In diesen Stunden regt sich meine Tiefenseele. Sie ist kein Wesen mit Gestalt, kein Ungeheuer aus Geschichten – sie ist eher ein uraltes Bewusstsein, das in meinem Brustkorb ruht wie ein verschütteter Stern. Ein Echo, das nie verstummte. Eine Stille, die ihre eigene Sprache spricht. Die Menschen, die sie von außen betrachten würden, könnten sie nicht begreifen. Sie würden in ihr Gefahr sehen, Dunkelheit, etwas Bedrohliches. Sie würden sie bekämpfen wollen, weil sie in ihr das erkennen würden, was sie in sich selbst fürchten. Doch sie sehen nur Schatten, nicht die Wahrheit. Sie sehen Umrisse, aber nicht das Wesen.
Ich kenne meine Tiefenseele. Ich kenne nicht ihre Form – denn sie hat keine – doch ich kenne ihren Atem, ihr Gewicht, ihr Flüstern. Sie hebt sich, wenn Worte zu schwer werden. Sie rührt sich, wenn Urteile auf mich niederregnen, als wären sie ein Recht. Sie richtet sich auf, wenn Menschen glauben, sie könnten mich durch ihren Blick definieren. Und sie wird ruhig, sobald ich aufhöre, mich zu verstellen.
Manchmal, wenn der Wind stark genug ist, erkenne ich, dass er die Tiefenseele nicht bekämpft – er begrüßt sie. Als würden zwei uralte Kräfte einander wiederfinden. Der Wind streift über ihre unsichtbaren Konturen, und die Tiefenseele antwortet nicht mit Widerstand, sondern mit einem leisen, wortlosen Erkennen. Es wirkt, als wären sie einst Eins gewesen – Wind und Tiefe, Atem und Dunkelheit. Und in diesem Moment spüre ich eine Wahrheit, die mir sonst entgleitet: Die Tiefenseele ist nicht mein Feind. Sie ist mein Spiegel.
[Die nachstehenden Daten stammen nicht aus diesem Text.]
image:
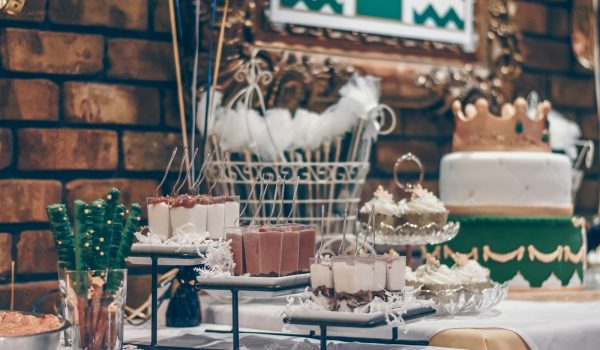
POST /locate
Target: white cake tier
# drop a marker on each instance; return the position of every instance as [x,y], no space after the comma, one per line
[506,183]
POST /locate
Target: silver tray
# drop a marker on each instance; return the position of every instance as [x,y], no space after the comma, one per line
[40,341]
[464,300]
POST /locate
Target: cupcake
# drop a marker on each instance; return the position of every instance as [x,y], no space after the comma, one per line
[423,208]
[411,279]
[470,273]
[385,209]
[437,277]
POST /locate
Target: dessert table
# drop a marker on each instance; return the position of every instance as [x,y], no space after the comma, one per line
[510,325]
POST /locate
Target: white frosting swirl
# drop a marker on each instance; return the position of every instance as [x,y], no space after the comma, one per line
[382,203]
[471,272]
[410,275]
[423,201]
[437,275]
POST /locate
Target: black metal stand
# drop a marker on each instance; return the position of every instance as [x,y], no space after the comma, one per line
[323,337]
[174,260]
[411,315]
[235,291]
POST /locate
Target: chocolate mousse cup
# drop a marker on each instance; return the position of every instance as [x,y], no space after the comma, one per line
[251,241]
[270,250]
[352,278]
[307,243]
[237,249]
[290,249]
[159,219]
[321,280]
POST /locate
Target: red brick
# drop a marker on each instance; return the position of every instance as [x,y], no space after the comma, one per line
[573,92]
[546,54]
[111,104]
[560,25]
[36,252]
[26,200]
[28,99]
[149,150]
[162,21]
[531,17]
[131,14]
[587,197]
[27,294]
[140,59]
[25,50]
[170,109]
[388,151]
[532,82]
[6,148]
[132,191]
[67,149]
[33,11]
[5,254]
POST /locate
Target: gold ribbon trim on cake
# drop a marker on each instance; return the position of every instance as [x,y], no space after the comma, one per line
[574,258]
[535,254]
[502,258]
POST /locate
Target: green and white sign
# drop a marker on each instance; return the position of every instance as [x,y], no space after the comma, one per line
[449,21]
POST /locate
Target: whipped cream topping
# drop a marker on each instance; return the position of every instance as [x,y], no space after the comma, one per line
[422,201]
[437,274]
[410,275]
[382,203]
[471,272]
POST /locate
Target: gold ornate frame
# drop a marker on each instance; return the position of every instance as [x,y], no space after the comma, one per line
[310,64]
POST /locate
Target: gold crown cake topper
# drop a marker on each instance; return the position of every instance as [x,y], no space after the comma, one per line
[477,129]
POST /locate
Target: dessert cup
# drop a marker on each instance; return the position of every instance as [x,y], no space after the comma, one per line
[379,281]
[216,218]
[237,249]
[251,243]
[396,271]
[159,219]
[270,251]
[232,211]
[352,278]
[307,242]
[290,250]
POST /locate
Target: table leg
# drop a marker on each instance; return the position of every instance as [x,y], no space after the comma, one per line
[235,322]
[323,337]
[154,310]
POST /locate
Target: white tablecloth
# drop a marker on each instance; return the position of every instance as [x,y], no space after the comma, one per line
[544,326]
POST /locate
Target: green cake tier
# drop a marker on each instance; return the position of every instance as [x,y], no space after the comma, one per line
[535,247]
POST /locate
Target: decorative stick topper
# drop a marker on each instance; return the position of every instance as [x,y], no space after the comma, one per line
[406,186]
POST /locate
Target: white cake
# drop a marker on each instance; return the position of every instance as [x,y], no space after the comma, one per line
[506,183]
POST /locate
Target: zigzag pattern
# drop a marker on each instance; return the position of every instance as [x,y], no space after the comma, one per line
[314,5]
[441,22]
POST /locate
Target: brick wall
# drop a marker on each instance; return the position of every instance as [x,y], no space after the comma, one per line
[86,103]
[85,93]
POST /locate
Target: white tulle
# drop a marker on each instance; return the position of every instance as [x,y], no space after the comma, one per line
[268,136]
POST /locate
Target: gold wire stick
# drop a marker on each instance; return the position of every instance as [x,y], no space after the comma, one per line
[179,87]
[12,285]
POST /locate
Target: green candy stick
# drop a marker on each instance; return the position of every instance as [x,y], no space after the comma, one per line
[100,240]
[63,236]
[82,235]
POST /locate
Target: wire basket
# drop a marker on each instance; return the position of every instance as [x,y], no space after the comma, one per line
[311,189]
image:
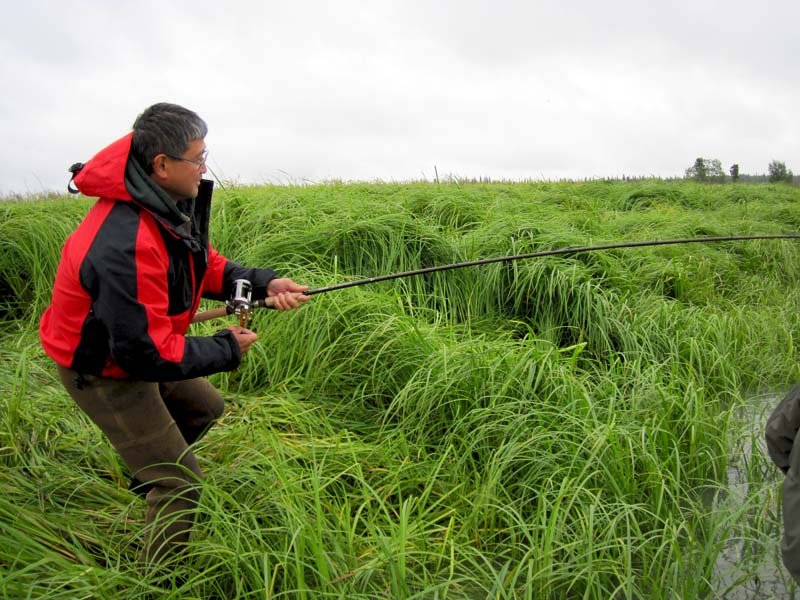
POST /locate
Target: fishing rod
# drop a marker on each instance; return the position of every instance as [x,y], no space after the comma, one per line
[242,305]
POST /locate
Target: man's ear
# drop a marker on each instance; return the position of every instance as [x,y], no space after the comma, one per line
[160,166]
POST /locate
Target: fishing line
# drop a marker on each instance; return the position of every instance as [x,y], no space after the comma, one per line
[555,252]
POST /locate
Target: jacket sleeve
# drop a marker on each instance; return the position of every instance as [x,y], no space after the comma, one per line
[221,273]
[131,299]
[782,427]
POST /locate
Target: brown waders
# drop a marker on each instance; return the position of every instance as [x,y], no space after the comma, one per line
[152,426]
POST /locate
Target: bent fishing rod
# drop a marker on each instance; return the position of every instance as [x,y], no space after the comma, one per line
[241,304]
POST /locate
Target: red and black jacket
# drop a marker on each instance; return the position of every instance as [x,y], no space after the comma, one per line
[131,277]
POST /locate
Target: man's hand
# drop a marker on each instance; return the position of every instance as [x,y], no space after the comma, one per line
[244,336]
[286,293]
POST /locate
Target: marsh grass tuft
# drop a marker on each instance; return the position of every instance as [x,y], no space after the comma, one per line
[556,428]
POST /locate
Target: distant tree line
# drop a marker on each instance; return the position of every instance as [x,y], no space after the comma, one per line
[710,171]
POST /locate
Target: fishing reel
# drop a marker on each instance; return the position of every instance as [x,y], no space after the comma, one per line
[240,303]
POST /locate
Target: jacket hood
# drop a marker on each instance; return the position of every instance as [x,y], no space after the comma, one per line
[103,175]
[112,173]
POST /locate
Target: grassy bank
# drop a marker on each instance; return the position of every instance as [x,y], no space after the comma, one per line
[554,428]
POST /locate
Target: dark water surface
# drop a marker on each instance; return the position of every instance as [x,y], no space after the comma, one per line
[754,571]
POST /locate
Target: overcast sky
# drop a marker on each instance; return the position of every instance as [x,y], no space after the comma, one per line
[298,91]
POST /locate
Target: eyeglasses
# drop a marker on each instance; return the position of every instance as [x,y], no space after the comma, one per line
[200,163]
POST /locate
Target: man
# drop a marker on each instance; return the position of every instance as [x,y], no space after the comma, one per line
[128,285]
[782,442]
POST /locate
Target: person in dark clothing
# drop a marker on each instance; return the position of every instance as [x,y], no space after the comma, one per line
[127,287]
[784,449]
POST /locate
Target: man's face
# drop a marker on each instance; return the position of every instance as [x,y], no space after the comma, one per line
[180,176]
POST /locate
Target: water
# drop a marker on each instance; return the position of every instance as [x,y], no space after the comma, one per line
[754,572]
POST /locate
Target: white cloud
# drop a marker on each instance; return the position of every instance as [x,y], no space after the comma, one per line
[386,90]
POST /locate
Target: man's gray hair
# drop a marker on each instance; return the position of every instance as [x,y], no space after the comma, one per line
[165,129]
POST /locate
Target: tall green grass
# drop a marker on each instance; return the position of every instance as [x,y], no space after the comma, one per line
[558,428]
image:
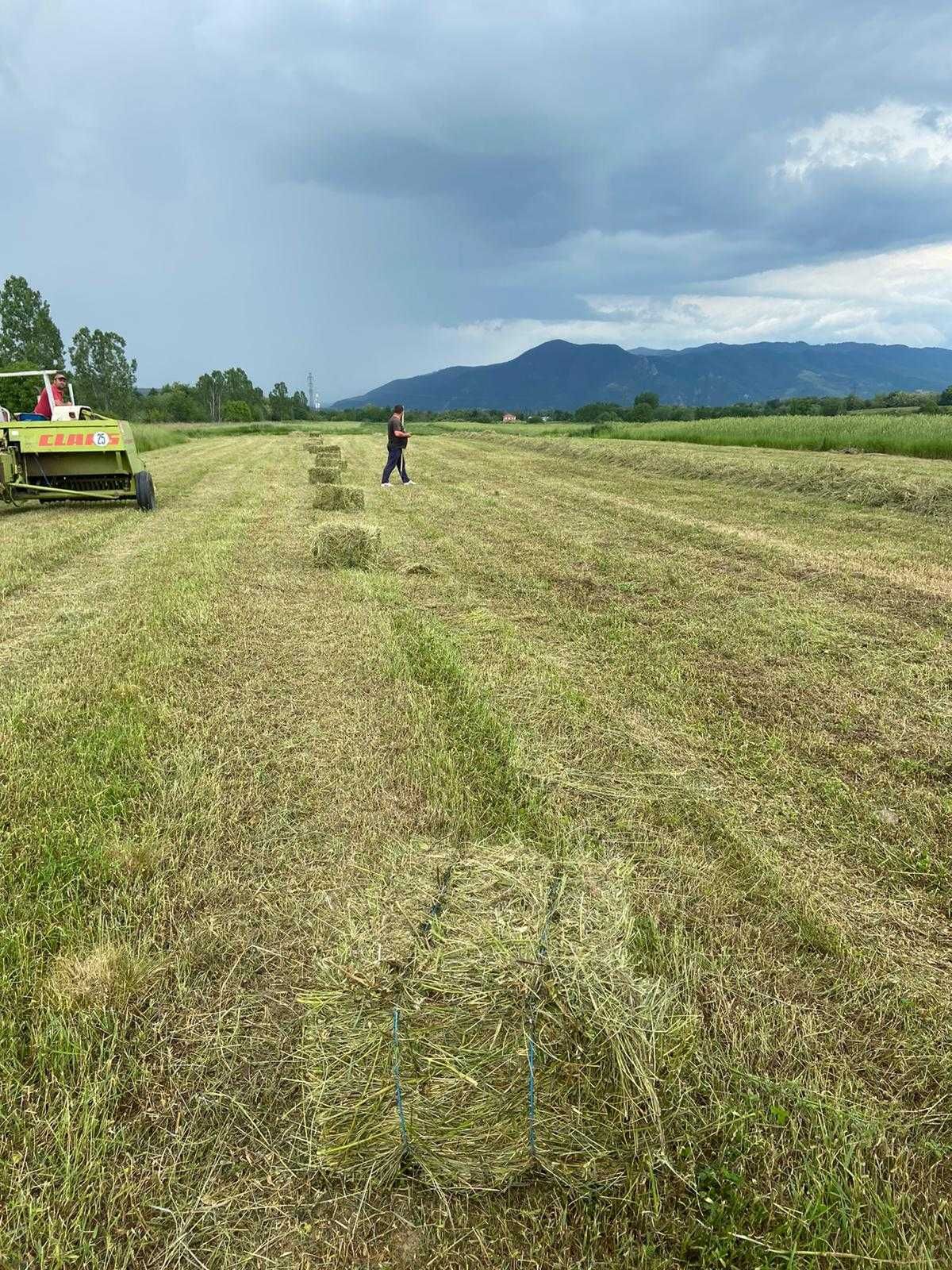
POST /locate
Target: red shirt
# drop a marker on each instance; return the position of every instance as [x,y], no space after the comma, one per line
[42,406]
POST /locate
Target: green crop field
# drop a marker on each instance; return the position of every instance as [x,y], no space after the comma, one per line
[714,685]
[919,436]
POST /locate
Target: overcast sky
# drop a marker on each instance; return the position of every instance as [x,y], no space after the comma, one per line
[372,188]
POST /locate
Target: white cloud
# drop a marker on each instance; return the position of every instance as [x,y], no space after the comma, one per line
[895,133]
[894,298]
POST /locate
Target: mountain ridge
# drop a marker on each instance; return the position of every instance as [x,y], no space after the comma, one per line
[559,375]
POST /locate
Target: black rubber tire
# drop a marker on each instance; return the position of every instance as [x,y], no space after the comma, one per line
[145,492]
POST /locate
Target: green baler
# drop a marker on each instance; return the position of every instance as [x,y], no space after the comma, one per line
[75,455]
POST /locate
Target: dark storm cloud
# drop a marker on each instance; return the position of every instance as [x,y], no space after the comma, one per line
[343,186]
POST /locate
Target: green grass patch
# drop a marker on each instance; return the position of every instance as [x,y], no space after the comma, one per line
[155,436]
[917,436]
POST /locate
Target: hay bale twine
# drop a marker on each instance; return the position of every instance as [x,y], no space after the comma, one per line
[340,498]
[346,546]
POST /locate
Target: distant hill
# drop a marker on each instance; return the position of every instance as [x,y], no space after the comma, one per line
[562,376]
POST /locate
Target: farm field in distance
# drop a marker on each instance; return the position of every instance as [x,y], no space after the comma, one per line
[725,675]
[885,432]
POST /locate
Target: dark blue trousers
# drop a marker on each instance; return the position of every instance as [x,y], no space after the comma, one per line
[395,463]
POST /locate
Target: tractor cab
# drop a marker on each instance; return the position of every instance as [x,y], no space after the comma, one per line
[76,454]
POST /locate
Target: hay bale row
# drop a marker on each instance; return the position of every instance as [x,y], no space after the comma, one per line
[346,546]
[524,969]
[338,498]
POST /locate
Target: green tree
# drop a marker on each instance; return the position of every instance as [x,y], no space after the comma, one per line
[279,402]
[239,387]
[213,389]
[236,412]
[21,395]
[103,376]
[27,330]
[300,410]
[597,412]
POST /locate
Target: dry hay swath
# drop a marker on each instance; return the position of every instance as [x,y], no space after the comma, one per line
[346,546]
[338,498]
[101,977]
[486,1016]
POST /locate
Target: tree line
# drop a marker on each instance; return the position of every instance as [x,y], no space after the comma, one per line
[105,376]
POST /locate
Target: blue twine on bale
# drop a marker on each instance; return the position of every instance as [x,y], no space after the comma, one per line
[397,1089]
[533,1010]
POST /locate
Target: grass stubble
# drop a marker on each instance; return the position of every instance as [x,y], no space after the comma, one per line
[744,732]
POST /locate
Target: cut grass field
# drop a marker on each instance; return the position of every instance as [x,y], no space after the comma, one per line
[917,436]
[221,764]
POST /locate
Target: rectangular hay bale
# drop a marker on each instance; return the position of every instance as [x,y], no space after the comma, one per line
[346,545]
[528,969]
[338,498]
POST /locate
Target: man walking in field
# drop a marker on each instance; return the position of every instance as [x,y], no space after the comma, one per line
[397,436]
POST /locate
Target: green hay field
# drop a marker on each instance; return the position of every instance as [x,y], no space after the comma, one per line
[725,689]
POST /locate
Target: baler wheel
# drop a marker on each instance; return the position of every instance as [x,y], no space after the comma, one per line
[145,492]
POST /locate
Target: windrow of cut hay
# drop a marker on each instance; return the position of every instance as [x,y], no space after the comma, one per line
[482,1016]
[919,486]
[338,498]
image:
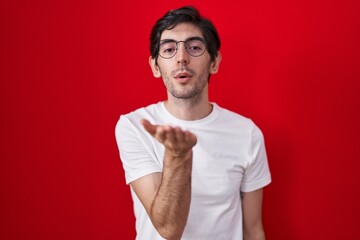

Du setzt dich auf diese Tiefe, mein kleiner Schmetterling, als sei sie dein natürlicher Thron.
Du ruhst dort, wo andere fliehen würden.
Du schlägst deine Flügel nicht, du beobachtest nur – mich, den Wind, die Tiefenseele.
Doch wenn die Nacht tiefer wird, wenn die Innenseiten meines Seins zu beben beginnen und die Tiefenseele sich ausbreitet wie ein Ozean hinter meiner Brust, dann erscheint er.
Der Mondgeist.
Er kommt nie früh, nie spät.
Er kommt immer dann, wenn die Grenze zwischen mir und meiner Tiefenseele verschwimmt, wenn ich nicht mehr weiß, wo ich ende und wo etwas Größeres beginnt. Der Mondgeist ist kein Retter, kein Lehrer, keine Stimme. Er ist ein Schimmer. Ein Silber, das keinen Ursprung braucht. Sein Dasein ist leise, kaum mehr als ein Hauch, ein Glimmen am Rand eines Gedankens, den ich nicht wagte auszusprechen.
Wenn er da ist, atmet die Tiefenseele langsamer. Die Dunkelheit wird weiter, aber nicht bedrohlicher. Die Tiefe zeigt mir Bilder, die ich nicht deuten kann: Wellen aus Erinnerung, die fließen, ohne Richtung. Schatten, die keine Bedrohung sind, sondern Formen meiner eigenen Vergangenheit. Licht, das sich in seinem eigenen Schwarz verliert. Und du, mein Schmetterling, gleitest über all das wie ein Wesen, das schon immer wusste, dass die Tiefenseele kein Ort des Schreckens ist, sondern der Wahrhaftigkeit.
Die Menschen verstehen das nicht.
Sie sehen Dunkelheit und nennen sie Schwäche.
Sie sehen Tiefe und nennen sie Gefahr.
Sie sehen Stille und nennen sie Leere.
Sie wissen nicht, dass die Tiefenseele nicht frisst, sondern bewahrt.
Dass sie nicht zerstört, sondern schützt.
Dass sie nicht schreit, sondern lauscht.
Ich brauche niemanden, der meine Tiefenseele bekämpft.
Ich brauche nur jene wenigen, die sie erkennen.
Die nicht zurückweichen, wenn sie spüren, dass in mir Räume existieren, die nicht für alle bestimmt sind.
Menschen, deren eigenes Inneres tief genug ist, um meines nicht zu fürchten.
Denn dort, wo der Wind meine Tiefenseele streichelt,
wo der Mondgeist schweigend wacht,
wo mein schwarzer Schmetterling ruht,
dort bin ich nicht gebrochen.
Dort bin ich nicht verloren.
Dort bin ich wahr.
Ich bin kein Abgrund.
Ich bin das Reich dahinter.
Und meine Tiefenseele ist der Wächter meiner Wahrheit.